I can safely recommend this book to seminary students for two reasons. First, they’re probably not preaching yet (at least not on a regular basis), so they can accept Gordon’s criticism of the general quality of preaching today without offense. Second, the subject matter makes itself suitable as secondary reading for homiletics curricula. Preaching style is not addressed from a technical standpoint. Rather, Gordon, who teaches media ecology as well as religion, comments that cultural changes in the West have moved society (including preachers) away from word-based media and toward picture-based media. As a result, preachers do not know how to appreciate good writing.
The author is essentially saying that Johnny can’t preach because he also can neither read nor write. After painting the problem as such, Gordon goes on the suggest the obvious solution: preachers should cultivate an appreciation for both practices. I found myself able to resonate with these suggestions. I know that I do not read enough literature. I also know that most of what I do read is not literature, but some form of technical writing (theological or otherwise). Gordon makes it clear that reading something for understanding is vastly different than reading something for enjoyment. So “cultivating an appreciation” for reading means finding a style whose form you can appreciate as much as its message and taking the time to read it for enjoyment.
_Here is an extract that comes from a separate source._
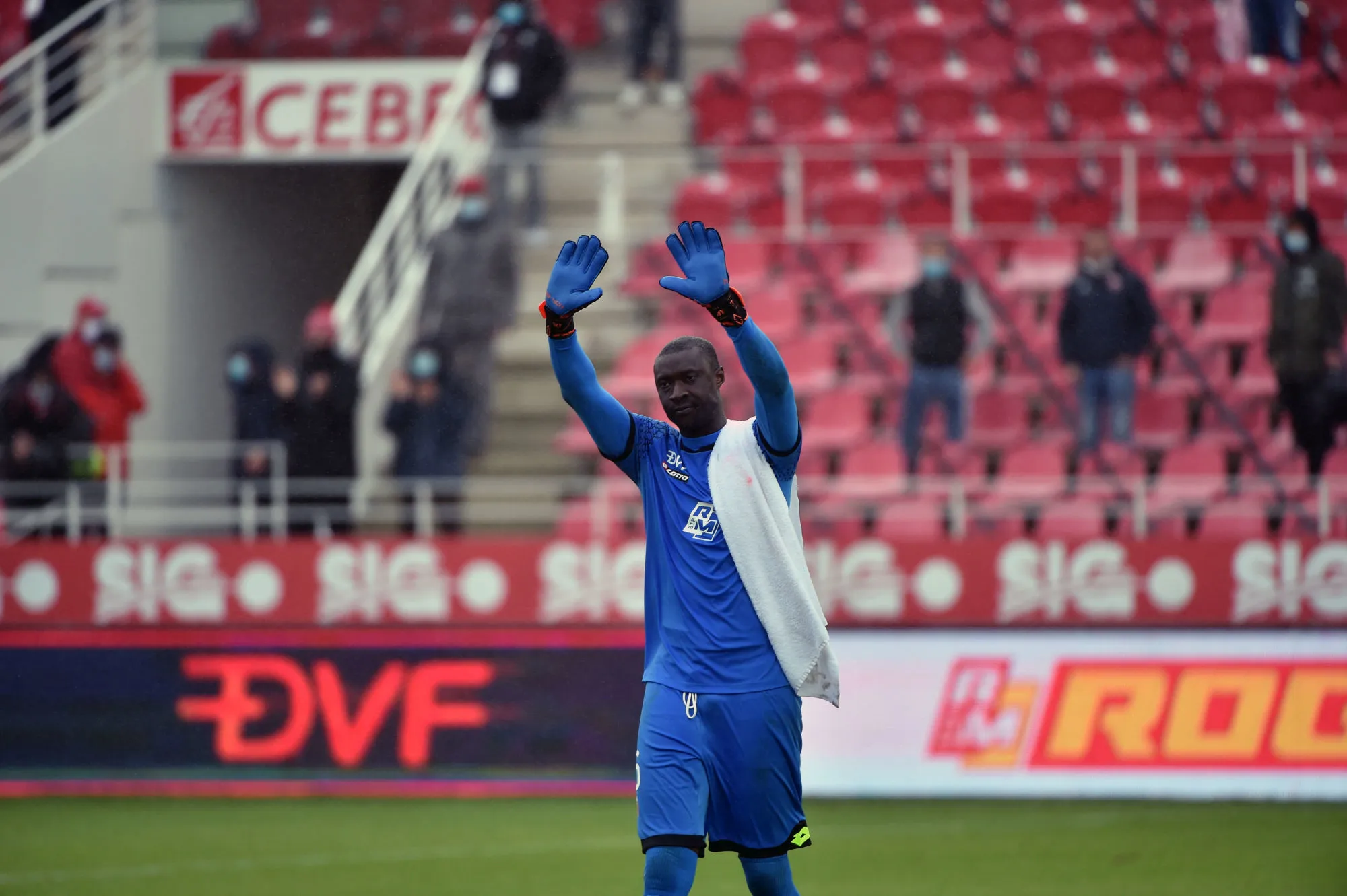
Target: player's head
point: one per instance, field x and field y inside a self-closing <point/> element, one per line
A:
<point x="689" y="377"/>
Writing is more or less a matter of practice. But how much practice does a person get on average today versus 50 years ago? When was the last time you wrote something that wasn’t an e-mail, or a required paper for class? If we will be writing sermons, then we should enjoy writing. This book provoked me to consider taking up paper correspondence again, just to get the practice in writing something more formal than e-mail. I haven’t done this yet.
Is this all common sense? Is Gordon just making a lot of noise to say something that people intuitively know? Perhaps. But for me, even if I didn’t learn much that was new, there was a payoff to having these thoughts moved from the back of my mind to the front. One such payoff has been that, now more than ever, I consider all of the writing I do (required or otherwise) as service to the Church. This is not to say that it’s a gift to the Church (as if the Church should be grateful I’m writing!). But it is a service to the extent I might come out on the other end a better preacher. The same goes for reading such a breadth of literature that I become more able to express myself in writing. We learn to talk by listening to our parents. We learn to write (sermons) by reading literature.
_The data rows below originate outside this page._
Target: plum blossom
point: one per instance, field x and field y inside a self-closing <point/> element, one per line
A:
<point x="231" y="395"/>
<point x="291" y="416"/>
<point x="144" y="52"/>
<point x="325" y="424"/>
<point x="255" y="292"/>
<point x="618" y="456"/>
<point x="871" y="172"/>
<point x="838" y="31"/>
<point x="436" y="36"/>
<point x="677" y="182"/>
I said earlier that preaching is not addressed from a technical standpoint in this book. That’s really only half-true. The book actually contains a chapter-length parenthesis in which Gordon considers the content of a good sermon. I imagine the author included this chapter because he sees good sermon content so rarely that he felt not saying anything on the subject would be unhelpful. Suffice it to say that, while the chapter seems like somewhat of an extended parenthesis, I agree with Gordon’s point here as well. Sermon’s should be Christ-centered.
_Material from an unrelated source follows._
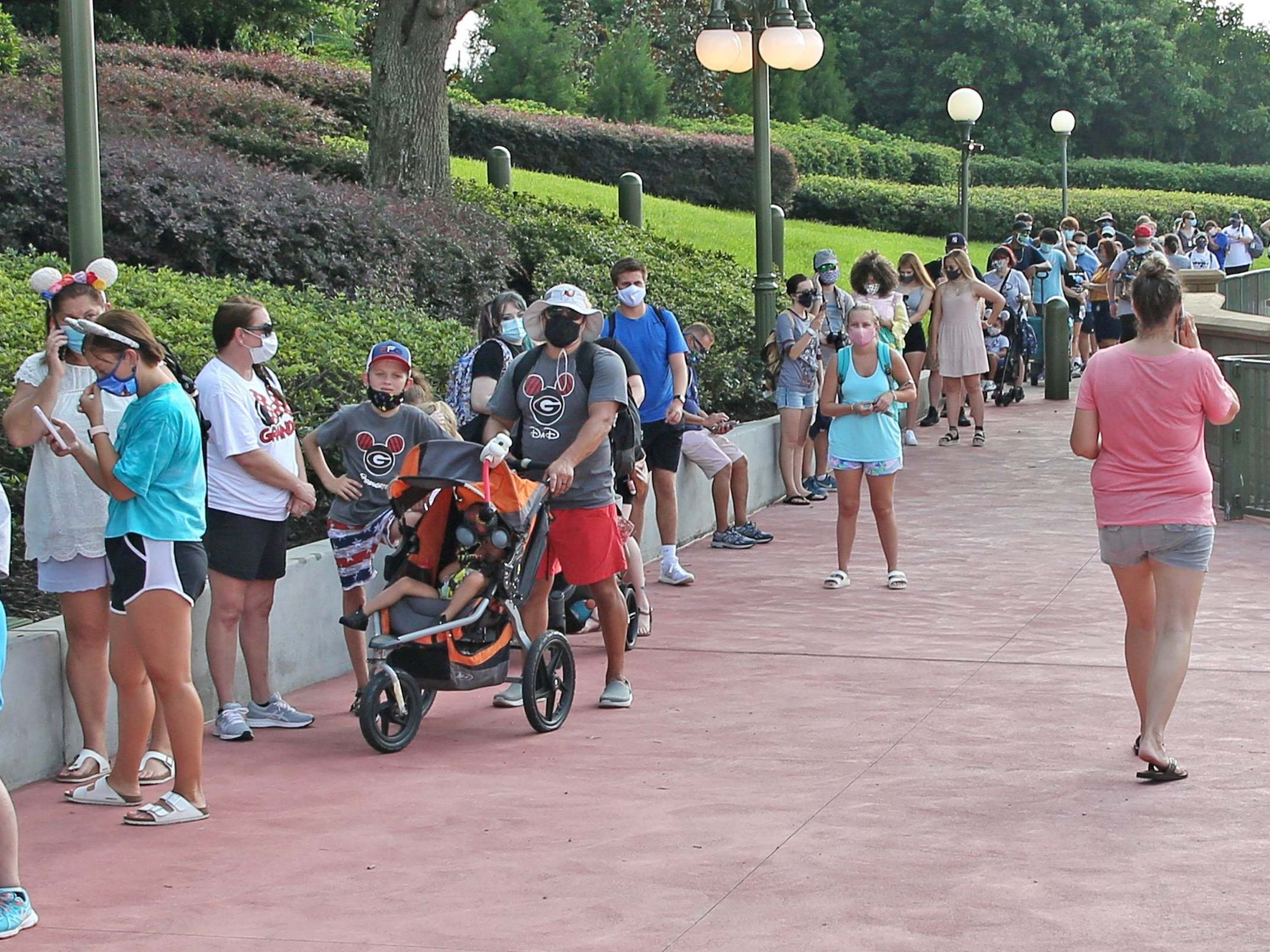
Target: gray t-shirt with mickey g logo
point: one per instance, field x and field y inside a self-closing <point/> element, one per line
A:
<point x="372" y="448"/>
<point x="553" y="406"/>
In the end, as preachers, we are ministers of God’s Word. This means that, despite the broader culture’s drift to image-based media, what we do is inherently word-based. We need to own that, and do everything we can to cultivate our enjoyment of all kinds of literature (including Holy Scripture). Finally, we ought to pray that we can be used to pass the enjoyment on to those who hear our sermons. We’re not just giving people information during our sermons. We’re teaching them to read the Bible. Ultimately, though, we’re provoking their hearts and ours to worship. We need to craft our sermons in such a way that they can carry that weight. If Johnny learns to do that, then Johnny has learned how to preach.